All of these can be estimated, and then a rate per ton assessed at the level of power plants and other users depending on the total emissions, and the revenue put into a massive Coal Damages Trust.

Monies from the trust can then be disbursed on an ongoing basis, as better and better computer modeling pinpoints more exact costs per ton of coal consumed in various power plants.

Having a more exact true cost of coal, we can then assess it's economic viability, which will depend on the method in which it is used.

We should do this with all power sources, including oil, nuclear, wind, solar and hydro.

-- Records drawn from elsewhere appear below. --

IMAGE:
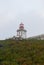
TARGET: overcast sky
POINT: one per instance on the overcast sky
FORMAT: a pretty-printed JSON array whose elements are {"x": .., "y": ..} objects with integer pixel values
[{"x": 13, "y": 12}]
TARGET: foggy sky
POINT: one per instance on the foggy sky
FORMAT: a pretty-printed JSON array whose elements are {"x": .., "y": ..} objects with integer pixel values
[{"x": 13, "y": 12}]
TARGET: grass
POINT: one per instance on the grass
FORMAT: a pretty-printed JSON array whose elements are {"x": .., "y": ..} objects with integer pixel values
[{"x": 25, "y": 52}]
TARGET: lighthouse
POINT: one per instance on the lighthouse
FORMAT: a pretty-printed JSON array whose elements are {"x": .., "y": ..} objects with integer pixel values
[{"x": 21, "y": 32}]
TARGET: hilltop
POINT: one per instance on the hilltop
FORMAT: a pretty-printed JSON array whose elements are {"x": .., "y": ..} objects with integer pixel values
[
  {"x": 38, "y": 37},
  {"x": 22, "y": 52}
]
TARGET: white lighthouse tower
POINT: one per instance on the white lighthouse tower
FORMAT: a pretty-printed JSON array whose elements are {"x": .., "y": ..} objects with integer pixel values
[{"x": 21, "y": 32}]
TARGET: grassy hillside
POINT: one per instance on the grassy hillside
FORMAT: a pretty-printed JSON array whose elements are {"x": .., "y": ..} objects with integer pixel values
[{"x": 25, "y": 52}]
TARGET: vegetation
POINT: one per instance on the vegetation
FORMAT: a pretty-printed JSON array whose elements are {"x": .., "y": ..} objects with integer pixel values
[{"x": 25, "y": 52}]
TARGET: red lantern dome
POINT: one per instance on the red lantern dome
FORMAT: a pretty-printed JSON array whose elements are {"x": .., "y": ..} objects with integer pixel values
[{"x": 21, "y": 26}]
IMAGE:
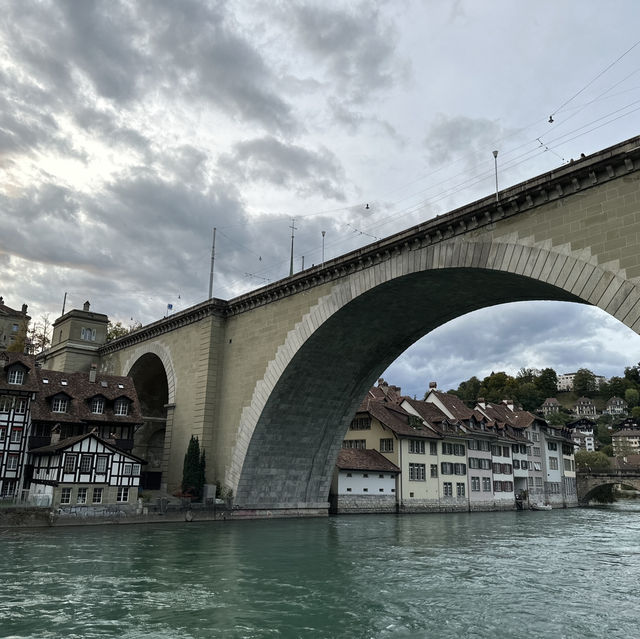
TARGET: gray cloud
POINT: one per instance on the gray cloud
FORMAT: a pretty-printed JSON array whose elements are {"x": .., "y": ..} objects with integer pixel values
[
  {"x": 450, "y": 138},
  {"x": 287, "y": 166},
  {"x": 355, "y": 45}
]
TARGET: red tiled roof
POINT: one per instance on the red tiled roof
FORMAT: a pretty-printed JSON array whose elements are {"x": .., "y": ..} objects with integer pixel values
[
  {"x": 81, "y": 391},
  {"x": 369, "y": 459}
]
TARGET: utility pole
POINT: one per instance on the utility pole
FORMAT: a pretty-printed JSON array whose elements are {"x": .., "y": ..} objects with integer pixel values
[
  {"x": 213, "y": 257},
  {"x": 293, "y": 228}
]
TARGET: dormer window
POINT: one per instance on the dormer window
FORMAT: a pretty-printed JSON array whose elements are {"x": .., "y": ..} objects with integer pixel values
[
  {"x": 97, "y": 405},
  {"x": 16, "y": 376},
  {"x": 59, "y": 404},
  {"x": 121, "y": 407}
]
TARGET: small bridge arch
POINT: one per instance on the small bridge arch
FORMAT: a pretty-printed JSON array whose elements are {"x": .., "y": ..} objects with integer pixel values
[{"x": 587, "y": 482}]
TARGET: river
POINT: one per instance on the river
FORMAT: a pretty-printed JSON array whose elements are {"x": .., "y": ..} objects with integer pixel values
[{"x": 565, "y": 573}]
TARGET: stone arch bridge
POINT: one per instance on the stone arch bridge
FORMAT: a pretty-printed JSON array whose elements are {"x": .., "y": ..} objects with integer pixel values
[
  {"x": 269, "y": 381},
  {"x": 587, "y": 482}
]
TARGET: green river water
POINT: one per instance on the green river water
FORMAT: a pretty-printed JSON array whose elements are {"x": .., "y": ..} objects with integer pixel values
[{"x": 565, "y": 573}]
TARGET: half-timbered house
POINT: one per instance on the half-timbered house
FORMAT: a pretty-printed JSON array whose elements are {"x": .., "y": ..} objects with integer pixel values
[
  {"x": 18, "y": 386},
  {"x": 84, "y": 470}
]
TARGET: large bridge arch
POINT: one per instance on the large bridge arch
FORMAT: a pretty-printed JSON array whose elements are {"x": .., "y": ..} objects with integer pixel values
[
  {"x": 290, "y": 434},
  {"x": 268, "y": 380}
]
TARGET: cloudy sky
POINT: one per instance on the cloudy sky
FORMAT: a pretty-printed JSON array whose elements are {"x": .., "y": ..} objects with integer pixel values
[{"x": 128, "y": 130}]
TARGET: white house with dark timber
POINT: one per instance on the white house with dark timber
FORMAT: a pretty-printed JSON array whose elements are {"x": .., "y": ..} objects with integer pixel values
[{"x": 84, "y": 471}]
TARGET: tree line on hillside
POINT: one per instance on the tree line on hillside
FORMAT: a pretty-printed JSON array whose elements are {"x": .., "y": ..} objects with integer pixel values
[{"x": 530, "y": 387}]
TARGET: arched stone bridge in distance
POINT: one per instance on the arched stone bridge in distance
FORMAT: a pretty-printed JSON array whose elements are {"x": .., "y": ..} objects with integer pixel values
[
  {"x": 588, "y": 481},
  {"x": 269, "y": 381}
]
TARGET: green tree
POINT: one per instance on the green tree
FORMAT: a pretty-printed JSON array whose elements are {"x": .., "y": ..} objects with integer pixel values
[
  {"x": 560, "y": 418},
  {"x": 587, "y": 460},
  {"x": 547, "y": 383},
  {"x": 193, "y": 470},
  {"x": 617, "y": 386},
  {"x": 607, "y": 450},
  {"x": 631, "y": 396},
  {"x": 584, "y": 383},
  {"x": 632, "y": 374},
  {"x": 529, "y": 396}
]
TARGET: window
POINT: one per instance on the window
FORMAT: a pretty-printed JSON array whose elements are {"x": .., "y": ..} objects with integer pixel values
[
  {"x": 97, "y": 405},
  {"x": 417, "y": 472},
  {"x": 121, "y": 407},
  {"x": 70, "y": 463},
  {"x": 360, "y": 444},
  {"x": 16, "y": 376},
  {"x": 59, "y": 405},
  {"x": 88, "y": 334},
  {"x": 101, "y": 464},
  {"x": 85, "y": 463},
  {"x": 361, "y": 423},
  {"x": 416, "y": 446}
]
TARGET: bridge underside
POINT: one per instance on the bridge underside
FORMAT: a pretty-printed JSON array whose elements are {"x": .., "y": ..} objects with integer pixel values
[{"x": 291, "y": 457}]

The point is to get better pricing -- to have users of a source of energy pay the cost of their energy, instead of having you and I subsidize their energy costs.

Free market, pay your own way, no more subsidies.

Carrie Traud's picture
Carrie Traud - Oct 30, 2009

Glad to see Marketplace looking at this issue. As others have mentioned, the externalities of coal are far beyond just carbon emissions. And carbon capture won't magically make coal clean, as long as we're blowing up mountains and creating lakes of coal ash waste and slurry.

As much as I hate Don Blankenship, I always like to see him get press coverage, because the more people realize what an ignorant blowhard he is the better. He and his ilk are dooming Appalachia to a dismal future as they actively campaign to keep green jobs out.